Manajemen Persib Bandung kini menjalin komunikasi intensif dengan pelatih anyar, Igor Tolic, guna mempersiapkan skuad yang lebih kompetitif menghadapi jadwal padat sepanjang musim.
Persib Bandung Hadapi Empat Kompetisi Sekaligus
Musim 2026/27 menghadirkan tantangan besar bagi Persib Bandung. Selain tampil di Super League, Maung Bandung juga akan berlaga di Piala Indonesia, ASEAN Club Championship, dan AFC Champions League Two.
Padatnya agenda tersebut membuat Persib harus menyiapkan kedalaman skuad yang lebih baik dibanding musim-musim sebelumnya.
Deputy CEO PT Persib Bandung Bermartabat (PBB), Adhitia Putra Herawan, mengakui bahwa kebutuhan tim musim depan berbeda karena tingginya intensitas pertandingan yang akan dijalani.
“Pastinya skuad lebih besar dari musim-musim sebelumnya.
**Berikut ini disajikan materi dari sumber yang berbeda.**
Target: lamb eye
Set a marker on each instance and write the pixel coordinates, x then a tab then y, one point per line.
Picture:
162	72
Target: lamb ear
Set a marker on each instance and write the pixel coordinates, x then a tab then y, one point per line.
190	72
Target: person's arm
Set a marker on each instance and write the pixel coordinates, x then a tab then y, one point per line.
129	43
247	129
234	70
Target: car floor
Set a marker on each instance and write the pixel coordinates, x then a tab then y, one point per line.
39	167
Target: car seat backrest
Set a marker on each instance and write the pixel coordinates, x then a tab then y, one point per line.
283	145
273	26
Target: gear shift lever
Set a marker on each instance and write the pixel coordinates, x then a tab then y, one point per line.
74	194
Kami terus berkomunikasi dengan pelatih untuk merancang kebutuhan tim dan program latihan,” ujar Adhitia.
Menurutnya, manajemen bersama tim pelatih saat ini sedang menyusun berbagai aspek persiapan, mulai dari jadwal latihan, agenda pemusatan latihan, hingga waktu berkumpulnya para pemain sebelum kompetisi dimulai.
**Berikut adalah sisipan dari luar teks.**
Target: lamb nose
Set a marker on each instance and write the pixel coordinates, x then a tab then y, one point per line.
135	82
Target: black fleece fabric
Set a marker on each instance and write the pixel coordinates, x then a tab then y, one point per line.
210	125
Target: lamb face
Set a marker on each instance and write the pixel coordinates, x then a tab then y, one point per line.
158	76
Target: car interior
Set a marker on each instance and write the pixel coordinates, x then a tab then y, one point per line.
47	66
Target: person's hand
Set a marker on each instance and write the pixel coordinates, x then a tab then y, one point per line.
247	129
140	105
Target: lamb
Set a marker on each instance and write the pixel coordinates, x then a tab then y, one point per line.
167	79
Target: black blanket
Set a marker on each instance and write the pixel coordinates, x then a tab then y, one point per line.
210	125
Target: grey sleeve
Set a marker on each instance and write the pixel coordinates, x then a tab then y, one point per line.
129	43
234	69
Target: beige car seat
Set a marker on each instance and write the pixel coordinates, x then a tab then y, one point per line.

Igor Tolic Mulai Susun Kerangka Tim
Kehadiran Igor Tolic menjadi awal era baru bagi Persib Bandung. Pelatih asal Kroasia tersebut langsung mendapat tugas besar untuk menjaga dominasi Persib sekaligus meningkatkan daya saing tim di level internasional.
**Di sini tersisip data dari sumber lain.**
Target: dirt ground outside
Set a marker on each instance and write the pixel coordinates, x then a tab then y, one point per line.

Manajemen memberikan ruang bagi Igor Tolic untuk merancang komposisi skuad sesuai kebutuhan taktik yang akan diterapkannya musim depan.
Dengan jadwal yang berpotensi mencapai puluhan pertandingan dalam satu musim, Persib membutuhkan rotasi pemain yang lebih fleksibel agar performa tim tetap stabil di semua ajang.
Karena itu, komunikasi antara manajemen dan tim pelatih terus dilakukan untuk memastikan seluruh kebutuhan teknis dapat dipenuhi sebelum kompetisi bergulir.
Sanksi FIFA Dicabut, Persib Lebih Leluasa Bergerak
Kabar baik juga datang bagi Persib Bandung setelah sanksi larangan registrasi pemain dari FIFA resmi dicabut.
Kondisi tersebut memberi keleluasaan bagi manajemen untuk menambah kekuatan sesuai kebutuhan tim. Meski demikian, Persib tidak berencana melakukan revolusi besar-besaran dalam komposisi pemain.
Manajemen tetap mempertahankan fondasi utama skuad yang sukses mengantarkan Maung Bandung meraih gelar juara musim lalu.
Langkah tersebut dinilai penting untuk menjaga chemistry tim sekaligus mempertahankan identitas permainan yang telah terbentuk dalam beberapa musim terakhir.
Persib Bawa Misi Besar di Asia
Musim depan menjadi pengalaman baru bagi Persib Bandung karena harus menjalani empat kompetisi dalam satu musim secara bersamaan.
Selain menjaga peluang mempertahankan gelar di kompetisi domestik, Persib juga mengemban tanggung jawab sebagai wakil Indonesia di panggung internasional.
Partisipasi di ASEAN Club Championship dan AFC Champions League Two menjadi kesempatan bagi Maung Bandung untuk menunjukkan kualitas sepak bola Indonesia di level yang lebih tinggi.
Karena itu, kedalaman skuad, kebugaran pemain, dan strategi rotasi akan menjadi faktor penting yang menentukan perjalanan Persib sepanjang musim.
Dengan persiapan yang mulai dimatangkan sejak sekarang, Persib Bandung berharap mampu tetap kompetitif di seluruh kompetisi dan melanjutkan tren positif sebagai salah satu klub terbaik di Indonesia.